A numerical study on temperature destratification induced by bubble plumes in idealized reservoirs

TL;DR

This study develops and validates a comprehensive 3D numerical model to analyze how bubble plumes induce temperature destratification in reservoirs, providing insights into optimal aeration strategies for water quality improvement.

Contribution

The paper introduces a validated three-dimensional numerical model that captures the physical processes of bubble-induced destratification, including effects of turbulence, temperature, and gas concentration.

Findings

Validated the numerical model against experimental data.

Identified optimal aeration rates for effective destratification.

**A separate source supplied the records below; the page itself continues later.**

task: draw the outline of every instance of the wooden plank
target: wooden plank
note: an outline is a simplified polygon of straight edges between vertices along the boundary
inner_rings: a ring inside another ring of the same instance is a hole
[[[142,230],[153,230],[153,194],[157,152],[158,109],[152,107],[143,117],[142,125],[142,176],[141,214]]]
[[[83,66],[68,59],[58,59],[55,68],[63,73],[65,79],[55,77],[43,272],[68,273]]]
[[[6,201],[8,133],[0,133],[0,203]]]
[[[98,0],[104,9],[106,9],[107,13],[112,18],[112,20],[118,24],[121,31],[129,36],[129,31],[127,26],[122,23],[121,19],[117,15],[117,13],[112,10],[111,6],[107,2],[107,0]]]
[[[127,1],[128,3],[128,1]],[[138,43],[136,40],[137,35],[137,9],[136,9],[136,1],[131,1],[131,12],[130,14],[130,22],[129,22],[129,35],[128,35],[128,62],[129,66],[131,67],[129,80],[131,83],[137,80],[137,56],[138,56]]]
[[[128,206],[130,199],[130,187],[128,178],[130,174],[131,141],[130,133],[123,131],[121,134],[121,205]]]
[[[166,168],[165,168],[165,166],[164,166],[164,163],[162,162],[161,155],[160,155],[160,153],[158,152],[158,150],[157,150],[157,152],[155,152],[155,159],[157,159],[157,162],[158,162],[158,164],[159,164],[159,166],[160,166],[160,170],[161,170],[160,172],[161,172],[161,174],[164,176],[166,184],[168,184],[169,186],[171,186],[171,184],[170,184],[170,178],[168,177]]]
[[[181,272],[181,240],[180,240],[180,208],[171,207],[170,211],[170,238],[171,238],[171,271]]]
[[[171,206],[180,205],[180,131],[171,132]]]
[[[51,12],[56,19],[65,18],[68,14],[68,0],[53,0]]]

Analyzed the impact of aeration location and bubble plume dynamics.

Abstract

An in-house numerical model has been developed to study the temperature destratification induced by bubble plumes in reservoirs. The mean flow of the mixed fluid phase is solved using the Reynolds-Averaged Navier-Stokes Equations, while the bubble phase is calculated by employing the advection-diffusion equation of air concentration. The change of water temperature is tracked by solving the energy equation. The two-equation turbulence model, considering the effect of bubble buoyancy and the change of temperature, is adopted to model the turbulent dissipation in two-phase fluid. To validate the accuracy of the numerical model, the numerical results are compared with available experimental data. In addition, the destratification of temperature-layered water in a tank by bubble plumes is simulated by the numerical model, which is also validated by experimental data and the numerical results of another model. This three-dimensional model can reflect various physical quantities in the entire computed filed, such as thermal structure, gas concentration distribution, velocity distribution and turbulence intensity. Furthermore, by utilizing the validated model, a series of factors on reservoir destratification, including the aeration rate and the aeration location are analyzed and discussed in this study. A non-dimensional number Nt is introduced to determine the optimal aeration rate of the fasted destratification. The extent to which bubble plumes can affect the destratification is also simulated and discussed. Meanwhile, the mechanism of destratification in a large water area is described in detail. Suggestions on how to apply bubble plumes to improve the water quality of a reservoir are given.